Blocked Multi-threaded File Compression Utility
This utility uses a multithreaded blocked compression algorithm to compress files according the the BAM BGZF format. The files are also compatible with gzip and tabix.
This program can be used to reduce run time of most programs that produce BAM files by selecting no compression option and then piping the output to novoutil bgzf.
Was:
Usage:
novoutil bgzf [options]
Description:
Reads stdin and writes compressed file to stdout.
If the input is compressed (gzip, tabix or BAM) it will be expanded and recompressed based on the options. This allows a gzipped file to be recompressed to tabix format or a BAM file previously compresesd with a low compression level to be recompressed at a higher level.
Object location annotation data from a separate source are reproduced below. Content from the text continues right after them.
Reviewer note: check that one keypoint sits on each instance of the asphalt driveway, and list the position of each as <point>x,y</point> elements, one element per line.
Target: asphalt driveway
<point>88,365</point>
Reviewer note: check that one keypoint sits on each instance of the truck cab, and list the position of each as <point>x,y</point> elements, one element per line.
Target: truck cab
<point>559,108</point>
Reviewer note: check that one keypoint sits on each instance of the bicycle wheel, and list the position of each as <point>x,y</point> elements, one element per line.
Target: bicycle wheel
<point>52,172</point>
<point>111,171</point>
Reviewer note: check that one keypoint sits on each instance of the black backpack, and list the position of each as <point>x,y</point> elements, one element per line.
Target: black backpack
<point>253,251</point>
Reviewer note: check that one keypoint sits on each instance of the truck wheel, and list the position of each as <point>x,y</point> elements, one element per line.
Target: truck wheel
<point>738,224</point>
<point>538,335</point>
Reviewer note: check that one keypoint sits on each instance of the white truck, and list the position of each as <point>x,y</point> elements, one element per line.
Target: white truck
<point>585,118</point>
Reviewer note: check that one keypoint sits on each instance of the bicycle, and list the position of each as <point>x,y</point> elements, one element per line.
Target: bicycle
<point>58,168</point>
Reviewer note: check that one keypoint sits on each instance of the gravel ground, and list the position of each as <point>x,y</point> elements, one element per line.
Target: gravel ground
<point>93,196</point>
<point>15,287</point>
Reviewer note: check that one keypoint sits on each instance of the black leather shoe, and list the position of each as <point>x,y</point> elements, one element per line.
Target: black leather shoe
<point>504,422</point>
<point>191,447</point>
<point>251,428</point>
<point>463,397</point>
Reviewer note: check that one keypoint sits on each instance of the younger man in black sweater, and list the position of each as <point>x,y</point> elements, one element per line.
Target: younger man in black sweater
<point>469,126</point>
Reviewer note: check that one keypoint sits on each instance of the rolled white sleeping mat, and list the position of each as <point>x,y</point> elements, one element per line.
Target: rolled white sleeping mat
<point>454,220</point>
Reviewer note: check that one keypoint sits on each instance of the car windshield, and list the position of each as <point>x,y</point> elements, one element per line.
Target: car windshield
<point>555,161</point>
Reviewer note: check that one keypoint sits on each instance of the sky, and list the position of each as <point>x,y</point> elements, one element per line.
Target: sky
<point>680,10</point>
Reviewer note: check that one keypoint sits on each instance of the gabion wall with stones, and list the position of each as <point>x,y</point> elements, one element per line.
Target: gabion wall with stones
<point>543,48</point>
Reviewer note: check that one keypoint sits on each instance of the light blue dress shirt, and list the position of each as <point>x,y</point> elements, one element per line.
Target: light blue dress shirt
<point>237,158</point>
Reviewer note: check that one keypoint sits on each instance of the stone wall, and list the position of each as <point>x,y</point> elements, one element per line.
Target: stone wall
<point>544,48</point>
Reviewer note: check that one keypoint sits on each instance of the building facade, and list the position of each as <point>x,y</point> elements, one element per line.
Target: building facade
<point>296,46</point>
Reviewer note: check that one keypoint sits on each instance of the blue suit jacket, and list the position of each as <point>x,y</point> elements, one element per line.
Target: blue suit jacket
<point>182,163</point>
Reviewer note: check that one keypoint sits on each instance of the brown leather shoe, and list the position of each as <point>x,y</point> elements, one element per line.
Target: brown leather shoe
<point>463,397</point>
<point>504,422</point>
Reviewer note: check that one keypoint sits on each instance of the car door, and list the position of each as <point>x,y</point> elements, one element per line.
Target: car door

Novoutil version and build date are written to stderr.
Options:
-t 9 | specifies the number of compressor theads. Defaults to the number of cores on the server. | |
-b 99 | Specifies tke block size in KBytes. Defaults to 64Kbytes as per bam specification. Block sizes greater than 64K may give better compression but are not BAM or Tabix compatible though they can still be decompressed with gunzip. | |
–1-9 | Sets the compression level from 1 to 9 as per gzip standards. Defaults to gzip default (6). Note to those benchmarking this utility, Picard defaults to level 5 compression and samtools to level 6. |
Exit Status:
0 | Normal completion | |
-1 | An error occurred and message is written to stderr |
Examples:
Convert SAM to BAM and compress…
Results from sorting a 50Gbyte bam file…
Wall Time(Secs.) | CPU Time(Secs.) | Command |
2298 | 2211 | picard SortSam SO=coordinate I=Test.unsorted.bam O=Test.bam |
1997 | 3517 | picard SortSam SO=coordinate I=Test.unsorted.bam COMPRESSION_LEVEL=0 QUIET=true O=/dev/stdout ~124~ novoutil bgzf >Test.bam |
1658 | 2828 | picard SortSam SO=coordinate I=Test.unsorted.bam COMPRESSION_LEVEL=0 QUIET=true O=/dev/stdout ~124~ novoutil bgzf -5 >Test.bam |
A 28% saving in wall time is possible at the Picard default compression level.